For Sujata Ojha, M.D., residency isn’t just a training ground — it’s a launching pad for rethinking what equitable, patient-centered care can look like in Austin.
A third-year internal medicine resident at Dell Medical School and Ascension Seton, Ojha brings with her a perspective shaped by two worlds: growing up in Nepal, then moving with her family to the U.S. at age 11.
Seeing firsthand how different health systems could determine who received care — and who went without — left her with a lasting understanding that medicine is about more than biology. It’s also about systems, circumstances and support. Today, that lesson drives how she shows up in residency — meeting patients where they are, asking what barriers stand in their way and searching for new ways to bridge those gaps. Whether she’s designing systems to raise cancer screening rates in safety-net clinics or helping a patient navigate a complex diagnosis, she’s guided by one unwavering question: How can care truly fit into people’s lives — not the other way around?

Sujata Ojha, M.D.
Q&A With Ojha:
Tell us about your Distinction in Care Transformation project. What do you hope it changes for others?
I am focusing on increasing colorectal cancer screening completion rates at CommUnityCare: Southeast Health & Wellness Center and Walk-In Clinic, a safety-net facility where many of our patients face language, transportation and health-literacy barriers. I designed a two-layered intervention that starts with resident education on screening guidelines, stool-based test options, and patient-centered communication strategies and then paired it with structured outreach to patients who have incomplete tests. Residents review lists of patients, contact them directly by phone or their patient portal and work with clinic nurse to troubleshoot barriers.
I have seen how preventable cancers still claim lives in underserved communities like the one I grew up in. This project brings together my passion for health equity, quality improvement and resident education, and my hope is that we not only raise screening rates locally, but also create a model for resident-driven, equity-focused preventive care that can be adapted in other clinics and specialties.
What’s a moment from your training that challenged you — and what did you take away from it?
During my intern year I met a woman with multiple chronic illnesses and a new cancer diagnosis. Over two years of my continuity clinic rotations, I became her primary care physician while also seeing her in the hematology and oncology clinic during my elective blocks. I managed her diabetes and blood pressure, helped coordinate her oncology care and got to know her family really well. She would bring me updates about her grandchildren, and our visits became about much more than lab values.
Toward the beginning of my third year of residency, she passed away. Losing her was one of the hardest moments of my training. It forced me to confront the reality that even with the best care some patients will die and that the depth of the relationships we build makes those losses feel personal. For a while, I wondered if I was prepared for that part of medicine at all.
What I have learned is to redefine what a “win” means. For some patients it will be a cure; for others it will be an extra birthday party, less pain, a few more months of good quality life. Seeing those small victories, and being invited into patients’ lives so deeply, is what makes this work meaningful to me.
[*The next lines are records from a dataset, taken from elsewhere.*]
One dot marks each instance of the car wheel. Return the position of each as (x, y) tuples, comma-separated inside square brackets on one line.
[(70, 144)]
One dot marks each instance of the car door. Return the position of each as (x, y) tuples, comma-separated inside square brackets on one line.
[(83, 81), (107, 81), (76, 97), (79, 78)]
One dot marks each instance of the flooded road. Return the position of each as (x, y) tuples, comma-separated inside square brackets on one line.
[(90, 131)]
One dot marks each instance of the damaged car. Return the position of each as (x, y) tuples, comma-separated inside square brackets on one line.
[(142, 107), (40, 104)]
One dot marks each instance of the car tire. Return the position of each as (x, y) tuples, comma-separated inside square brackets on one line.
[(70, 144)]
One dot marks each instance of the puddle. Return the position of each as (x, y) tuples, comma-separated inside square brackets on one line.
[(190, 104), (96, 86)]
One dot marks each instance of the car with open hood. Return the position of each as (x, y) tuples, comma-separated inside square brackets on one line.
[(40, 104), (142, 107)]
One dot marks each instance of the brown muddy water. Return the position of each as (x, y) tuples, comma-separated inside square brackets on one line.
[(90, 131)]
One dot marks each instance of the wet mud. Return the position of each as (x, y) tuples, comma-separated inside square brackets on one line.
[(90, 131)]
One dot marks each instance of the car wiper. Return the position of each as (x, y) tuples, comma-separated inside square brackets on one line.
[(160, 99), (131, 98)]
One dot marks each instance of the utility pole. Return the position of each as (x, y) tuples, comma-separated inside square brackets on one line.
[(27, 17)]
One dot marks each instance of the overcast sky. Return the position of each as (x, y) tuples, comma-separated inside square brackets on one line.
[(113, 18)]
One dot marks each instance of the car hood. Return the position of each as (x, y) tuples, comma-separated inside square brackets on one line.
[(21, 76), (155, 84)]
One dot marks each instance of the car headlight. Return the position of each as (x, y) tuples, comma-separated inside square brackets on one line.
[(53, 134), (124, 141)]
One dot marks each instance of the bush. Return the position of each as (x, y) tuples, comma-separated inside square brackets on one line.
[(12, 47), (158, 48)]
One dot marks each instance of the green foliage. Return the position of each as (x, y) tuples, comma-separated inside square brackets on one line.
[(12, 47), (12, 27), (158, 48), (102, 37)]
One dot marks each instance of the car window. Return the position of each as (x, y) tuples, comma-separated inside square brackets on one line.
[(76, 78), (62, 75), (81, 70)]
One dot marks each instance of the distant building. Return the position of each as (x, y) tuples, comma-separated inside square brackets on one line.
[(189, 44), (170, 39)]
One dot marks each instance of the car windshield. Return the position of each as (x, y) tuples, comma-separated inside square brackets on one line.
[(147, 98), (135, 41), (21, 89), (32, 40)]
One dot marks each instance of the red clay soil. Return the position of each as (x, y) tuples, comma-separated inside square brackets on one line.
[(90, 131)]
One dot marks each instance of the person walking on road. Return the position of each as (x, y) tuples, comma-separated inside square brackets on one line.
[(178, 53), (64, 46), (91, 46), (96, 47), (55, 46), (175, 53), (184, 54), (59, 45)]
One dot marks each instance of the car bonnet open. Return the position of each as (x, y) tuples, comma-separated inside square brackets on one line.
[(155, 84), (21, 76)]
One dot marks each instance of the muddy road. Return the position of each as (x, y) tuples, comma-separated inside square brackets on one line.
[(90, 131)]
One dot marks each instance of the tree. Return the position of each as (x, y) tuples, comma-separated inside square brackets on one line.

It has taught me how to grieve, how to stay present and how to measure success by what matters most to each patient.
What’s a question you find yourself returning to — even if you never quite find the answer?
How do we design systems that don’t just reach people, but truly fit into their lives?
I return to this question constantly. Every missed cancer screening, delayed treatment or patient overwhelmed by logistics is a reminder that access alone is not enough. We can build outreach programs, mail reminders and offer appointments, but if the preparation is confusing, transportation is unreliable or life is already stretched thin, even the best-intentioned efforts can fail. Thinking about this question pushes me to design quality-improvement projects that start with listening: What does the patient actually need to succeed? What does the resident or nurse need to make it easier to help? It has shaped the way I create interventions by focusing on simplicity, clear communication and flexibility rather than assuming an ideal scenario.
Coming back to this question keeps me grounded in why I came to medicine in the first place: to build care that not only reaches people but truly works for them, especially those who are most likely to be left behind.
Graduate medical education, or GME, refers to the period of education in a particular specialty or subspecialty following completion of medical school. This continuation of training through residency and fellowship programs provides the clinical and educational experience needed for physicians to achieve autonomy, deliver high-quality patient care, and prepare for challenges in an evolving health care landscape.
Dell Med serves as the academic home and Ascension Seton as the clinical home for 494 resident and fellow physicians within more than 45 residency and fellowship programs ranging from family medicine and neurology to pediatric emergency medicine and cardiovascular disease.